Now, with support from WARF Accelerator, Rankouhi wants to leverage 3-D printing technology to open up new opportunities and a new generation of components with applications in aerospace and beyond.
Existing 3-D printing technology is capable of creating components with very complex geometries and fine features. However, crafting those fine parts out of multiple materials at the same time is currently impossible.
Buzz’s faculty advisor, Prof. Frank Pfefferkorn, sums it up:
“Today you can make a part out of copper, and another part out of stainless steel, and then figure out a way to assemble it. But being able to print that complex component in one shot, in one machine, is what we’re working on.”
It’s a formidable task. A new machine must be built, along with the know-how to run it and achieve material bonds with optimal parameters.
The multi-metal additive manufacturing system they’re envisioning allows for concurrent 3-D printing of complex parts with up to four different metals and controlled compositional gradient.
Pfefferkorn says he was attracted to the project for its “audacity.”
“The way the U.S. funding ecosystem works, we don’t often get to build machines,” he says. “We generally focus more on processes. So to be working on a first-generation prototype is exciting. That’s an opportunity that I haven’t had previously.”
They say funding from WARF Accelerator allowed them to test their design concept early, identify a flaw and “go back to the drawing board” to find a solution.

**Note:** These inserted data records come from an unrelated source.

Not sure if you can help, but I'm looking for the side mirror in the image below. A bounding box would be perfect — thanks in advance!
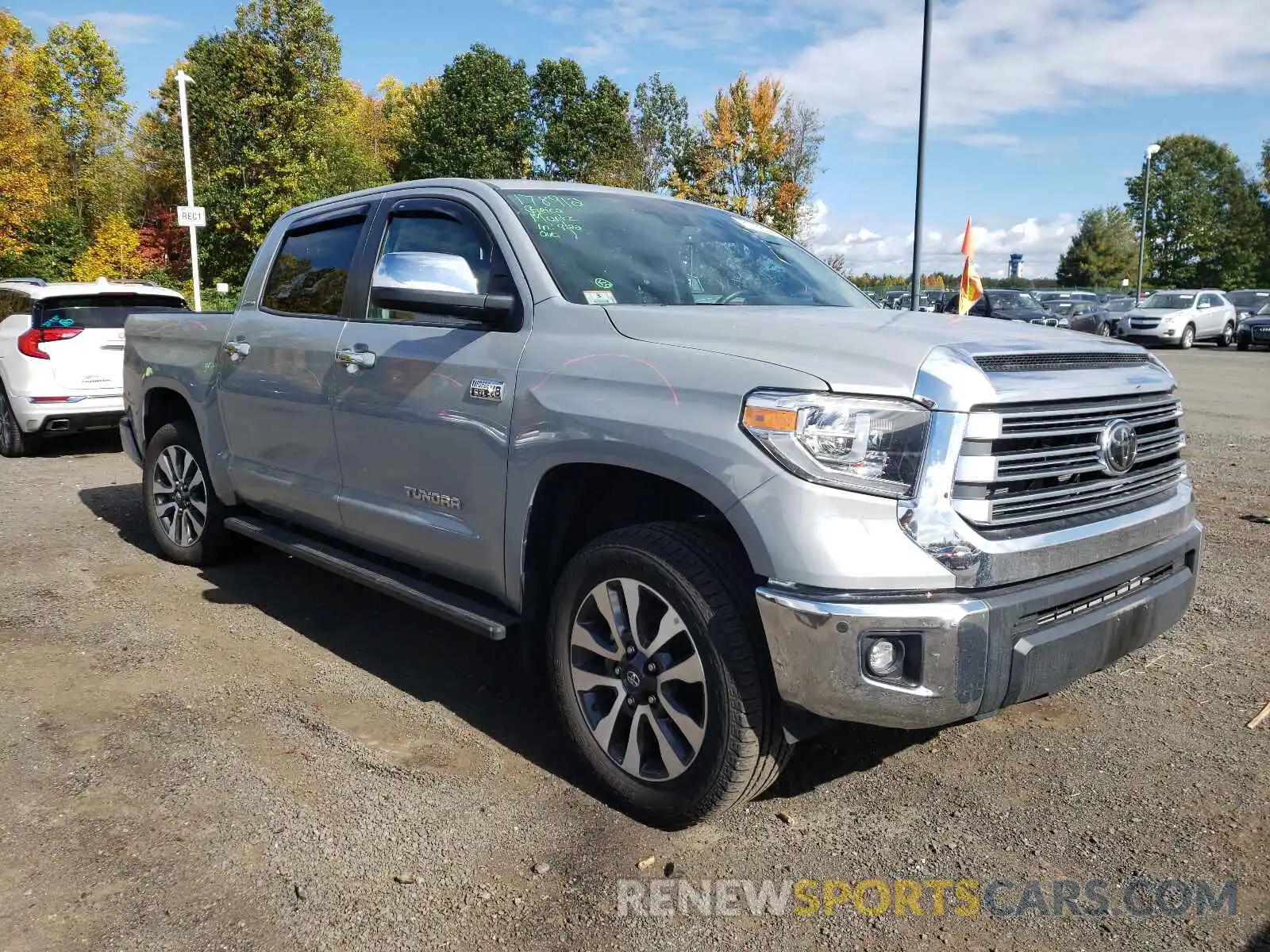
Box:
[371,251,516,324]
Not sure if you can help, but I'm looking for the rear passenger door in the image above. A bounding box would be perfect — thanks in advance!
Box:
[220,202,373,531]
[333,192,529,594]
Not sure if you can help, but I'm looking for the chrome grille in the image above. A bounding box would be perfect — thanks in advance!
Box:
[952,393,1186,529]
[974,351,1151,373]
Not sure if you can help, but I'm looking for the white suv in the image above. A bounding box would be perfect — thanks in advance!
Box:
[1120,288,1236,351]
[0,278,186,455]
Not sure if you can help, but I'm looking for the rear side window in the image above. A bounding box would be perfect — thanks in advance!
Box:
[33,294,187,330]
[260,218,364,317]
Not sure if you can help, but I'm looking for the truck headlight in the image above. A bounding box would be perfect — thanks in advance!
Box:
[741,390,931,499]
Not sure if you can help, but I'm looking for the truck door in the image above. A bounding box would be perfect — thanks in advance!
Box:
[220,202,371,529]
[333,193,529,593]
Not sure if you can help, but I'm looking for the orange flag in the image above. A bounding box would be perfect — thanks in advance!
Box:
[956,218,983,313]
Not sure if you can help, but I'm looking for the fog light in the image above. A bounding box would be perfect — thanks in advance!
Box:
[865,639,904,678]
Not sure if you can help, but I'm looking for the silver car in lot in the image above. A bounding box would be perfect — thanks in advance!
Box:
[1120,288,1236,351]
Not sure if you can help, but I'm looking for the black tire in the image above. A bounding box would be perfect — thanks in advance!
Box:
[0,387,42,459]
[141,420,233,565]
[548,523,792,829]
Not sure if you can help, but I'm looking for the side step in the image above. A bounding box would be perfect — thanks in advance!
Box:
[225,516,517,641]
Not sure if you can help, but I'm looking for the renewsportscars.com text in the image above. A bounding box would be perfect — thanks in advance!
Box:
[618,878,1238,918]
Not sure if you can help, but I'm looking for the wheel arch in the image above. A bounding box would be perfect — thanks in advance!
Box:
[506,455,771,627]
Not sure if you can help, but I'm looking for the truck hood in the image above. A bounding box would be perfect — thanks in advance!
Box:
[606,305,1139,396]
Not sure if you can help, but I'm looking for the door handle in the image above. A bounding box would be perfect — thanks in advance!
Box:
[335,347,375,373]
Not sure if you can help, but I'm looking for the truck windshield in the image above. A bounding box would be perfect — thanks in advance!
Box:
[1143,294,1195,311]
[502,189,876,307]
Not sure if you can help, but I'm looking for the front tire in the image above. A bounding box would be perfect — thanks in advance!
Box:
[141,420,233,565]
[0,387,40,459]
[548,523,792,827]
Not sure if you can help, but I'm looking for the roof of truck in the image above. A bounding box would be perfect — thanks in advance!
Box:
[0,278,184,301]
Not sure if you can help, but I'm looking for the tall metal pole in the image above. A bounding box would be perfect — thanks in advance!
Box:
[176,70,203,317]
[908,0,932,311]
[1133,144,1160,307]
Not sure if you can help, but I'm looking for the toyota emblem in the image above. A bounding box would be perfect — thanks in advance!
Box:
[1099,419,1138,476]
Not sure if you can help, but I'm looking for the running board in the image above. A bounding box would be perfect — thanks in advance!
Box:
[225,516,517,641]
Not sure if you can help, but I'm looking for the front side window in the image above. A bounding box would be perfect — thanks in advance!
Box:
[502,189,876,307]
[260,220,362,317]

Their initial interest was manufacturing components for rocket engines. But after participating in NSF’s I-Corps program – a seven-week “bootcamp” entailing hundreds of calls with industry – Rankouhi changed course.
They are now targeting electric motors used in an emerging market called urban air mobility.
“If you want to hop from one side of town to the other in somewhere like New York or Los Angeles, we will start to see electric vehicles that take off and land vertically before the end of this decade,” Rankouhi says.
For these “air taxis,” the ability to 3-D print an electric motor in its entirely in a single process offers advantages such as weight reduction.
It also allows for a kind of design freedom not possible with conventional methods. For example, the ability to replace traditional copper windings with more efficient 3-D printed structures.
Rankouhi, who is originally from Iran, came to UW–Madison in 2016 with big dreams.
“I always wanted to start a company – that’s what got me to UW. But I didn’t have any clue how you go about doing something like that,” Rankouhi says. “Here, I decided to follow up on it more seriously and went to the business school. A lot of folks over at the business school helped me out, introduced me to all the programs and the opportunities that UW has to offer.”
“The plan is to become a company that designs and manufactures the next generation of electric machines,” he says, “using technology that WARF Accelerator is helping us develop.”